With the storage and privileges completed, we’re two-thirds through the basic setup. The next step is to configure the NAS’ and its hardware. You could have started with this too as it doesn’t matter in what order you do what.
A lot of ASUSTOR’s NAS’ come with multiple LAN ports. These can be configured for different networks, but a more likely scenario is a linking of them. ADM 3.0 supports all 7 link aggregation modes, making the choice yours. PPTP and OpenVPN connections are also configured from here, and so are possible proxy settings.
ADM allows you to control various hardware aspects of your NAS. This includes the power management, LED usage, and fan speeds. The LED brightness can be lowered for a less intensive effect. You can also disable specific LEDs to prevent blinking distractions. The built-in alarm buffer can also be disabled/enabled for various events. You can also control when the installed drives should enter hibernation and sleep modes. There’s also support for EuP and other power settings such as WOL. The last panel here is for the fan speed. By default, it is set to automatic. But you can limit it to a specific speed, either slow, medium, or fast.
The energy saver feature could also have been placed under the hardware section as it features a lot of the same settings.
A NAS is a headless unit and headless units need a proper notification system. With ADM, you can easily have the NAS send you notifications via email.
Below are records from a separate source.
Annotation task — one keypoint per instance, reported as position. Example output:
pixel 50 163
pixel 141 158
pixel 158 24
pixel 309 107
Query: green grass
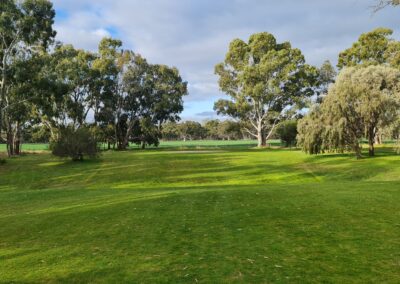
pixel 229 214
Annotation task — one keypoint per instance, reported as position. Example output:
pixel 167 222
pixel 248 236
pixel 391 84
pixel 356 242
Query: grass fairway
pixel 229 214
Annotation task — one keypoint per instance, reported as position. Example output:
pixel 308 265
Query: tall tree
pixel 362 100
pixel 327 75
pixel 154 95
pixel 24 26
pixel 372 48
pixel 263 79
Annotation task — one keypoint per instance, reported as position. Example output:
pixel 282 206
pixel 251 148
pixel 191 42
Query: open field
pixel 230 214
pixel 167 144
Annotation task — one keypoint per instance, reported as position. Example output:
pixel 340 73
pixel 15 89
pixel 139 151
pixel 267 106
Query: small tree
pixel 263 79
pixel 287 132
pixel 75 144
pixel 363 100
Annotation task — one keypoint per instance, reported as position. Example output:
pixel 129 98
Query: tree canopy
pixel 363 100
pixel 263 79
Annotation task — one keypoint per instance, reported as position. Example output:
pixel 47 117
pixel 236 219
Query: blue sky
pixel 193 35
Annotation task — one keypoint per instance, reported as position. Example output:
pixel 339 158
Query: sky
pixel 194 35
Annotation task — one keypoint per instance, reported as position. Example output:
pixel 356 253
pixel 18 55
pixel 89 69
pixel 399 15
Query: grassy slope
pixel 234 215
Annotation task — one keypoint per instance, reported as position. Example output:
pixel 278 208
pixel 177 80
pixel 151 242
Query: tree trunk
pixel 357 150
pixel 261 136
pixel 371 142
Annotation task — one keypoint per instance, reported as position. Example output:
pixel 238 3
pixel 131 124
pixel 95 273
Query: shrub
pixel 75 144
pixel 287 132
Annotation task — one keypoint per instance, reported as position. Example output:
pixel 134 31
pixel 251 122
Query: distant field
pixel 168 144
pixel 229 214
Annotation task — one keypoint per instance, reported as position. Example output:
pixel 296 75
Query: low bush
pixel 75 144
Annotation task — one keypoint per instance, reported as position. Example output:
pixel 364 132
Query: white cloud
pixel 194 35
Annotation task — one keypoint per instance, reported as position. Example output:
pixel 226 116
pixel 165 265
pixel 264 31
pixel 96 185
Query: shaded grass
pixel 234 215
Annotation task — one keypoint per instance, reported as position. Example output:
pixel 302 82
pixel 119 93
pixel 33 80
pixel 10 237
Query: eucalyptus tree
pixel 263 79
pixel 153 95
pixel 372 48
pixel 363 100
pixel 71 91
pixel 327 75
pixel 25 29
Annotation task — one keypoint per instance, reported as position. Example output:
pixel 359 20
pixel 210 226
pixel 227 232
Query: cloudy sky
pixel 193 35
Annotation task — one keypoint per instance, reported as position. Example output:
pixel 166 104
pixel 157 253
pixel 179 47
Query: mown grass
pixel 208 215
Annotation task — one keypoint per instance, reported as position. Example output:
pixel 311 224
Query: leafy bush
pixel 75 143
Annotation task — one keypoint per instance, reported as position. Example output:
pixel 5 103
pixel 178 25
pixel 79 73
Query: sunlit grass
pixel 220 214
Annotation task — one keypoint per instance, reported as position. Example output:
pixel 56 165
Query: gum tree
pixel 24 26
pixel 263 79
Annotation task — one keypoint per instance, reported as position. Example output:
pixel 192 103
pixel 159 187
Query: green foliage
pixel 263 79
pixel 327 75
pixel 25 31
pixel 191 130
pixel 265 213
pixel 287 132
pixel 362 101
pixel 146 133
pixel 75 143
pixel 372 48
pixel 310 132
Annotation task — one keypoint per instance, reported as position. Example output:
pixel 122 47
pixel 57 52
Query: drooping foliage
pixel 263 79
pixel 363 100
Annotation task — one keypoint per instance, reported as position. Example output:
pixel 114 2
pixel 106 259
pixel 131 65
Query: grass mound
pixel 232 215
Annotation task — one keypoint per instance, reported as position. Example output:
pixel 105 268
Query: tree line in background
pixel 74 99
pixel 269 83
pixel 73 95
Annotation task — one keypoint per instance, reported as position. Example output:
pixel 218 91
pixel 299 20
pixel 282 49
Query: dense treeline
pixel 363 103
pixel 73 98
pixel 49 89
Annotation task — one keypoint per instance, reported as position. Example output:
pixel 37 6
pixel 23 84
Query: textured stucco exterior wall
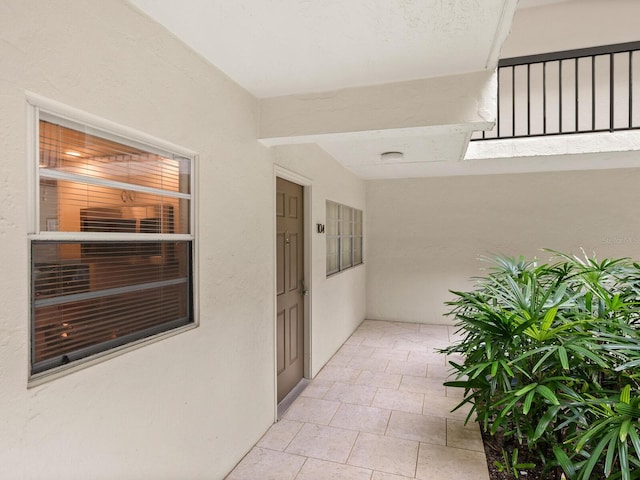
pixel 572 24
pixel 191 405
pixel 426 235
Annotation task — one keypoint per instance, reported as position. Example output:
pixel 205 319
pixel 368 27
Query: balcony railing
pixel 574 91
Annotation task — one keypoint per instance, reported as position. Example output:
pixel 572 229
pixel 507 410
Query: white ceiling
pixel 291 47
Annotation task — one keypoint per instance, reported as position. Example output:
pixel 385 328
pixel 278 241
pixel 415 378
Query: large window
pixel 344 237
pixel 111 248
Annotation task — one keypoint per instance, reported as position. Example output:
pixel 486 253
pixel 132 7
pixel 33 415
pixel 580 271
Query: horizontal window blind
pixel 117 274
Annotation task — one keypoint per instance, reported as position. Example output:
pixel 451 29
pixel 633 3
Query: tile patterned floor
pixel 376 411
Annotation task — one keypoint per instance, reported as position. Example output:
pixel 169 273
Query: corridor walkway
pixel 376 411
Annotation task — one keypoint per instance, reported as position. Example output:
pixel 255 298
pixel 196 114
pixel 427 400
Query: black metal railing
pixel 574 91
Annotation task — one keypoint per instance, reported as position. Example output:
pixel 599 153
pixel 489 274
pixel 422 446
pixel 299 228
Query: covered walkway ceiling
pixel 357 77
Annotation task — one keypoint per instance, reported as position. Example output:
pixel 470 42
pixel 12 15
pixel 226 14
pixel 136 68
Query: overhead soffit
pixel 285 47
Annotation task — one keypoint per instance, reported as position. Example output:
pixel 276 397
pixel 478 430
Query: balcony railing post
pixel 551 99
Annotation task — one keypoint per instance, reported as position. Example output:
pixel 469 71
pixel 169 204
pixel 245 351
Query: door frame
pixel 306 185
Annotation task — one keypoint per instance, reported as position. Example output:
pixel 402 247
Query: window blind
pixel 115 266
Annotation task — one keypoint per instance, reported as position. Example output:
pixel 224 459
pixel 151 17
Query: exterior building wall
pixel 189 406
pixel 426 235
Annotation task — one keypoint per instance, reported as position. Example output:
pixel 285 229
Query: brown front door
pixel 290 285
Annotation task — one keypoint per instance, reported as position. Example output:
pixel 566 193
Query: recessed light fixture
pixel 392 156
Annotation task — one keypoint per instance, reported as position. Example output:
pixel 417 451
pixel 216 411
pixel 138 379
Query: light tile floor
pixel 377 411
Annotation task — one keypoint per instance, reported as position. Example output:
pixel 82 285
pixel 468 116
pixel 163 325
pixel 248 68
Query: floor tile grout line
pixel 301 467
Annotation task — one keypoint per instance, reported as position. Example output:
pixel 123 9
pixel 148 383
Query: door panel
pixel 290 285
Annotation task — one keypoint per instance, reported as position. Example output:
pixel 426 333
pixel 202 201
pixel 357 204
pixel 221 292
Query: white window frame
pixel 342 236
pixel 40 108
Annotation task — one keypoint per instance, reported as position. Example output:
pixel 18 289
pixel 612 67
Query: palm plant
pixel 549 355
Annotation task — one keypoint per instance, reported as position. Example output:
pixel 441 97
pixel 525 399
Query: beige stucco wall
pixel 191 405
pixel 426 235
pixel 571 24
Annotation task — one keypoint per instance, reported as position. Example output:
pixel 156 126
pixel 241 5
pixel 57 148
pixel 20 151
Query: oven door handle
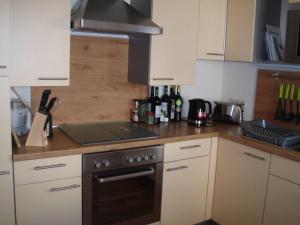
pixel 126 176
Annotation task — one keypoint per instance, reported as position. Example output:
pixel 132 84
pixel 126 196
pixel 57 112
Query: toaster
pixel 228 112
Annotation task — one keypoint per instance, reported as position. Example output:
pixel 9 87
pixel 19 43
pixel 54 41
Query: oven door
pixel 127 196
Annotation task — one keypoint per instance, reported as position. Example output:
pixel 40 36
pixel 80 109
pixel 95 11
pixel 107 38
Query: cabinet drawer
pixel 38 170
pixel 285 168
pixel 184 191
pixel 49 203
pixel 187 149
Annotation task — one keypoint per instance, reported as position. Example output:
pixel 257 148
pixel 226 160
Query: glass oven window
pixel 122 200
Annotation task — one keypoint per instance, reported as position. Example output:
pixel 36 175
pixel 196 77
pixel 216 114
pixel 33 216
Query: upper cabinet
pixel 240 30
pixel 172 57
pixel 211 37
pixel 39 42
pixel 227 30
pixel 4 37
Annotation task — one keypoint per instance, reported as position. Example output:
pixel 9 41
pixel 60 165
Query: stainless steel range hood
pixel 111 16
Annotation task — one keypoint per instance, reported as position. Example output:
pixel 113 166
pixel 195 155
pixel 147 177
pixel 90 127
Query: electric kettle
pixel 199 112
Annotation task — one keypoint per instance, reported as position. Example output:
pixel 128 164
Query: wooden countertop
pixel 61 144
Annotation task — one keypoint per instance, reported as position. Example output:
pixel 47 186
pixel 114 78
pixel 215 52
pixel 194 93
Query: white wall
pixel 218 80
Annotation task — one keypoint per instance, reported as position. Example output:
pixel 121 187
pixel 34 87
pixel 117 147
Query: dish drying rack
pixel 271 133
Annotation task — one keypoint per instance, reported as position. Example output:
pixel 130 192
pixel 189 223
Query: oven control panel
pixel 121 159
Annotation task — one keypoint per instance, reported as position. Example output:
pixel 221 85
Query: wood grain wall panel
pixel 99 87
pixel 267 93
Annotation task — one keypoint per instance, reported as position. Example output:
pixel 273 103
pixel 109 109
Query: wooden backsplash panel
pixel 267 93
pixel 99 89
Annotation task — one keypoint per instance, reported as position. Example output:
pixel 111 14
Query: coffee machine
pixel 199 111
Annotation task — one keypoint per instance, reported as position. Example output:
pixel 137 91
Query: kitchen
pixel 168 173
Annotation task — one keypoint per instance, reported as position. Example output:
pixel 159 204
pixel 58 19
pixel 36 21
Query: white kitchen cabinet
pixel 212 29
pixel 241 184
pixel 282 203
pixel 4 37
pixel 174 52
pixel 241 17
pixel 39 42
pixel 7 212
pixel 49 203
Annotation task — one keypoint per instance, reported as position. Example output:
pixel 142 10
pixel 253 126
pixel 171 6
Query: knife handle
pixel 44 100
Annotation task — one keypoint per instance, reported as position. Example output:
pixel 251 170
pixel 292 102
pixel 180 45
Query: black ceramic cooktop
pixel 106 132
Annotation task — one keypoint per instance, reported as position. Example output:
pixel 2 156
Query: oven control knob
pixel 130 160
pixel 138 159
pixel 106 163
pixel 97 164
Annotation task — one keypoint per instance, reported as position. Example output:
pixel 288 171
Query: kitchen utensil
pixel 291 115
pixel 297 117
pixel 56 105
pixel 198 112
pixel 228 112
pixel 266 131
pixel 50 104
pixel 279 110
pixel 44 100
pixel 286 97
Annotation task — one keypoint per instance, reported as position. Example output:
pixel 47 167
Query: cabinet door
pixel 211 37
pixel 40 42
pixel 4 37
pixel 173 54
pixel 49 203
pixel 283 203
pixel 7 209
pixel 240 30
pixel 5 132
pixel 241 184
pixel 184 191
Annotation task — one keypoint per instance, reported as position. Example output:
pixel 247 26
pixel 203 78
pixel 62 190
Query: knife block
pixel 37 136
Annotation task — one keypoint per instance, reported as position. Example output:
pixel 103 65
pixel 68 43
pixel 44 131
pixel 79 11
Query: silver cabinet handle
pixel 163 78
pixel 254 156
pixel 64 188
pixel 190 147
pixel 215 54
pixel 177 168
pixel 53 78
pixel 126 176
pixel 4 173
pixel 50 166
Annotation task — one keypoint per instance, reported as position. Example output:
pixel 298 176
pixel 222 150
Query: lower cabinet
pixel 184 191
pixel 283 203
pixel 241 184
pixel 49 203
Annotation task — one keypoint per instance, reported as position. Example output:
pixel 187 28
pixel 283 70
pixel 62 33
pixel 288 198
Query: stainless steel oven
pixel 122 187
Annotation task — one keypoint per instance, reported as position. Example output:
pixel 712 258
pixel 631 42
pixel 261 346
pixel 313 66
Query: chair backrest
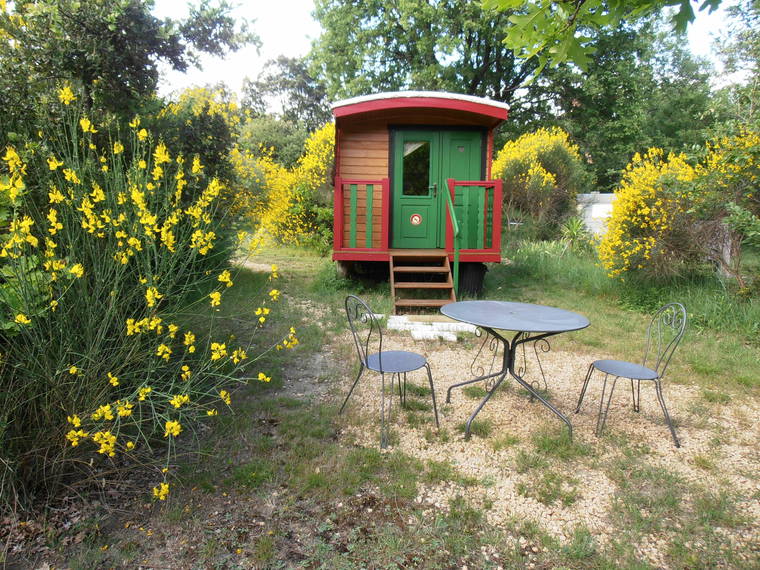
pixel 663 335
pixel 364 327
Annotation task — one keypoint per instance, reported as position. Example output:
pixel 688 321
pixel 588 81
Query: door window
pixel 416 173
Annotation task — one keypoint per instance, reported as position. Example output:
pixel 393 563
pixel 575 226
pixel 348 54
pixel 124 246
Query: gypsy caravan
pixel 413 190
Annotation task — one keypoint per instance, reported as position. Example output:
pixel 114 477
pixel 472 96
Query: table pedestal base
pixel 508 367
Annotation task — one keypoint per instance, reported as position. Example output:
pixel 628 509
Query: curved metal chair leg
pixel 585 385
pixel 636 394
pixel 432 392
pixel 602 419
pixel 658 388
pixel 361 370
pixel 383 431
While email is a great system, it’s not always the fastest. There can be delays on the way and that’s not ideal for warnings about your data. Push notifications are a better solution and you can do that with ADM too. With it, connected mobile phones will get the msgs sooner, thereby letting you react faster.
An ASUSTOR NAS always has a default security certificate for secure connections, but organisations might want to upload and use their own. ADM has full support for this and you shouldn’t have any trouble connecting it with any certificate provider. Home users will skip this step, but a lot of business users won’t.
The network recycling bin is a great feature whether you’re a home or business user. Without it, a deleted file on a network share is permanently lost. With it, your network drives have the same security from accidental file deletion as your windows drives have.